The sudden collapse of any share should always be of interest to the private investor because such a fall could represent a buying opportunity. Obviously, share prices do not collapse without a good reason, so it is important to begin by thoroughly examining the reason to establish whether it has merit and whether the fall is fully justified.
On 3rd November 2017, Lonmin revealed that it would be delaying the publication of its financial results for the year to end-September because additional time was required by its auditors to determine the value of impairments. This announcement came on the back of a series of setbacks for the third-largest platinum miner in the world. It is very fully geared and its debts are conditional on it retaining a book value of assets which it has agreed with lenders.
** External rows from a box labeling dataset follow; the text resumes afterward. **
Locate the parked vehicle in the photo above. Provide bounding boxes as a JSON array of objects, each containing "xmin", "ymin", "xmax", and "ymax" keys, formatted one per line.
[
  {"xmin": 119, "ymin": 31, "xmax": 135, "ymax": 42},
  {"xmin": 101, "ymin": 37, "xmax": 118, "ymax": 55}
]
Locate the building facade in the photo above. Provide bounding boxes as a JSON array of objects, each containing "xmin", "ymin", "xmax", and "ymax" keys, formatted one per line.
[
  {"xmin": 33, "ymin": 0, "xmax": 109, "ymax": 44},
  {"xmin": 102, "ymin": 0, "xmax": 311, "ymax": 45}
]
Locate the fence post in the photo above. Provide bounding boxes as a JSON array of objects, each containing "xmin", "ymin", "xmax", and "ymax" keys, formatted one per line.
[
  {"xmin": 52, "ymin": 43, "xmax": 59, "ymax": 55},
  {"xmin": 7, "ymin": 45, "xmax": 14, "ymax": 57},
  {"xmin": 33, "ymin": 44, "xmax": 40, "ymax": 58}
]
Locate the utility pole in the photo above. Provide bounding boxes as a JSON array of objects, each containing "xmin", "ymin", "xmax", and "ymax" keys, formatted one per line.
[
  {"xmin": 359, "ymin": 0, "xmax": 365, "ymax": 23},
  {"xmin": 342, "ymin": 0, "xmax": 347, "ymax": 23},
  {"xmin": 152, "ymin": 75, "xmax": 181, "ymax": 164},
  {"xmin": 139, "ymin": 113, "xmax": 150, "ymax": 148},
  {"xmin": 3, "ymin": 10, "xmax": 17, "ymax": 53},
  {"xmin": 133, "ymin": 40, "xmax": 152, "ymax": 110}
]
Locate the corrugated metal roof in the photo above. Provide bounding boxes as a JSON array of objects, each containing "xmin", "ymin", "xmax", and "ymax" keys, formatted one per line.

But the daily market action on the share is instructive. Consider the chart:
Here you can see that before the announcement, the share was rising steadily because of improved operational results and had reached over R20. The announcement caused the share to collapse down to 1254c at which point it executed a classical “hammer” formation and has since traded higher.
The hammer formation is a candle where the tail is at least twice as long as the body and it usually marks the end of a downward trend. The reasoning behind this is that the exceptionally long tail is caused by the bears, but they cannot sustain it and so the share closes close to where it opened – or as in this case, above where it opened. This indicates that bearish sentiment has run its course.
Since the hammer, the share has been hovering around the R13 level – which represents a very nice discount to where it was.
Obviously, Lonmin is a commodity share and so its future depends on the volatile price of platinum. But even taking this volatility into account the share appears to us to be cheap at around R13.
If you decide to take the risk of investing in Lonmin, you should make sure that you have a strict stop-loss strategy in place.